= Elise Flagg =

American ballet dancer

Elise Flagg (born 1951) is an American ballet dancer who worked with George Balanchine as a dancer at the New York City Ballet .

==Life==
Elise Flagg was born December 23, 1951, in Detroit, Michigan. Her sister Laura was also a dancer.

In the 1960s and 1970s Flagg danced with the New York City Ballet. She was featured in George Balanchine's Western Symphony, Ivesiana and A Midsummer Night's Dream. She also performed in Richard Tanner's Octuor. After Gelsey Kirkland suffered injury, Flagg danced the Nightingale in Kirkland's place in John Taras' production of Song of the Nightingale at the 1972 Stravinsky Festival.
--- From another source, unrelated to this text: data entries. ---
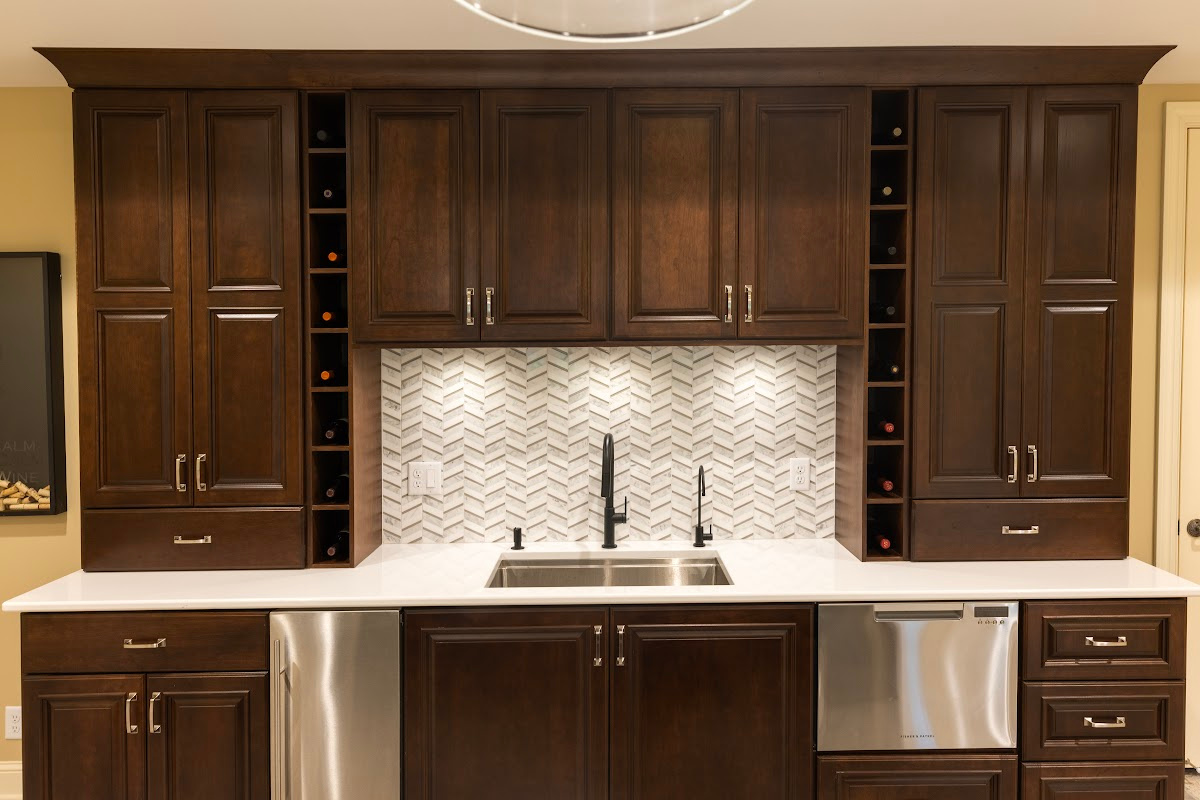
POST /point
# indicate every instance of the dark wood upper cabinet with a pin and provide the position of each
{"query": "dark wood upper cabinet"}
(507, 704)
(208, 737)
(675, 205)
(712, 703)
(544, 247)
(135, 324)
(804, 193)
(969, 293)
(84, 738)
(414, 216)
(1078, 313)
(246, 318)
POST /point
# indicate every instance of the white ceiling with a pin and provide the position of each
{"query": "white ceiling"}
(443, 24)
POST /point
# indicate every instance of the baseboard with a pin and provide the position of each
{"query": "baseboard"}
(10, 780)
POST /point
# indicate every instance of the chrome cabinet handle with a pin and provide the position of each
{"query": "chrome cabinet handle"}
(1092, 642)
(154, 701)
(130, 727)
(1119, 722)
(156, 644)
(598, 660)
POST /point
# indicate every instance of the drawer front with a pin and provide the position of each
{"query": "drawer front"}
(144, 642)
(130, 540)
(928, 777)
(1102, 781)
(1071, 722)
(1019, 530)
(1139, 639)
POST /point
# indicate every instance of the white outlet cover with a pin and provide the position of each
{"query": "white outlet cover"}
(799, 470)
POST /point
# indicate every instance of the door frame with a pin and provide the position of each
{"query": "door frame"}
(1181, 119)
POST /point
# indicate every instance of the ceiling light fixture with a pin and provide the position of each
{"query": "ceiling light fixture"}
(605, 20)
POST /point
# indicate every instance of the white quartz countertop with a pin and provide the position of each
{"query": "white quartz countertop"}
(403, 576)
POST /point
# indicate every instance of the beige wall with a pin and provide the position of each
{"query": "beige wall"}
(36, 214)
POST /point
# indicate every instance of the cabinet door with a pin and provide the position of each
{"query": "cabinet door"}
(414, 216)
(246, 319)
(84, 737)
(208, 737)
(969, 293)
(804, 192)
(1079, 290)
(507, 704)
(545, 215)
(712, 703)
(675, 203)
(135, 324)
(916, 775)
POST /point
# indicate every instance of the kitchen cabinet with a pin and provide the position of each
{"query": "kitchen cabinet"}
(544, 218)
(414, 216)
(190, 360)
(712, 703)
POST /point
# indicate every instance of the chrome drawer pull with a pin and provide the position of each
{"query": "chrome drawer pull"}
(1092, 642)
(1119, 722)
(157, 644)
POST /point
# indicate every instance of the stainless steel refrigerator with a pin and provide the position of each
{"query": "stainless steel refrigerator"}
(335, 705)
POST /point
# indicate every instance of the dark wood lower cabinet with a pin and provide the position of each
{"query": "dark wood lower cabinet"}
(917, 777)
(712, 703)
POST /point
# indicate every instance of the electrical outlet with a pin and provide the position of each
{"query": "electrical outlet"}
(799, 471)
(425, 477)
(12, 722)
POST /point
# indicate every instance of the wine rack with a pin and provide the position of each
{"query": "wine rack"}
(888, 326)
(343, 384)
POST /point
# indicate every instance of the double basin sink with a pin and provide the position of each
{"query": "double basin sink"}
(703, 571)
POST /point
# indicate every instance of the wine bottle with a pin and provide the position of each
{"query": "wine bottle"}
(339, 488)
(337, 431)
(340, 548)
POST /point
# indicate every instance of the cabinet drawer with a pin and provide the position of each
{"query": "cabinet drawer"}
(130, 540)
(1102, 781)
(929, 777)
(1002, 530)
(1105, 641)
(121, 642)
(1065, 722)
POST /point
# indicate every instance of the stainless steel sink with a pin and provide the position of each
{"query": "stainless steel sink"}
(706, 571)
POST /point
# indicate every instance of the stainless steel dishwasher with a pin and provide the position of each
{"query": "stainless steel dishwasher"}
(917, 675)
(335, 705)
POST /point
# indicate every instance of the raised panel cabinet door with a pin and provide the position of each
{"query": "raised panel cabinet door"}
(803, 222)
(507, 704)
(969, 293)
(135, 326)
(414, 216)
(675, 205)
(246, 313)
(712, 703)
(84, 738)
(1079, 290)
(208, 737)
(544, 244)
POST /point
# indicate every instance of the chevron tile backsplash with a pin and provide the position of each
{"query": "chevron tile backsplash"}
(519, 433)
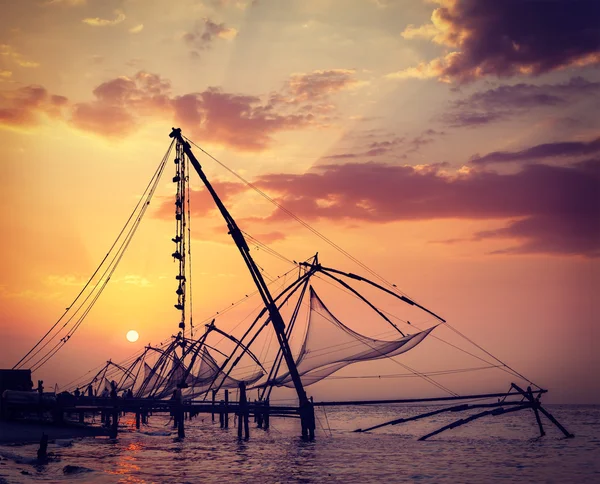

After Kirkland recovered from her injury, Flagg resumed the role of the Mechanical Nightingale opposite her.

Flagg runs a dance academy, the Elise Flagg Academy of Dance. In 2020 the academy moved from West Chicago to a new studio in Geneva, Illinois.

According to her instructor biography on the Midwest Dance Conservatory website, "Elise was born in Detroit to Colonel John Flagg and Miriam Flagg, a music teacher with a trained operatic voice. [...] The family moved to Anchorage, Alaska, where Ms. Flagg started ballet lessons under Linda Lorimer, who suggested that she audition for The School of American Ballet (SAB) in New York City. At the age of twelve, Ms. Flagg was selected by George Balanchine to attend SAB with a Ford Foundation Scholarship.

Elise spent the next four years training at SAB. She [studied] with Alexandra Danilova, Felia Doubrovska, Pierre Vladimarov, and Stanley Williams. Later on in her career, she studied with David Howard, Rudolf Nureyev, and George Balanchine.

At sixteen, Ms. Flagg joined the New York City Ballet, where she spent the next nine years advancing from corps de ballet to soloist. She danced solo and principal roles with the New York City Ballet until the time she left to join the Zurich Ballet as a principal artist. Principal roles Ms. Flagg performed include Giselle, Don Quixote (with Rudolf Nureyev), Swan Lake, A Midsummer Night's Dream, George Balanchine's The Nutcracker, Serenade, Symphony in C, Jewels, Agon, Square Dance, Episodes, La Sonnambula, Apollo, and Concerto Barocco, among numerous others. Ms. Flagg's partners include Rudolf Nureyev, Edward Villella, Peter Schaufuss, John Clifford, Robert Weiss, Maximiliano Guerra, and Jonas Kage.

Ms. Flagg achieved pilates certification with Romana and Juanita Lopez at the Chicago Pilates Studio."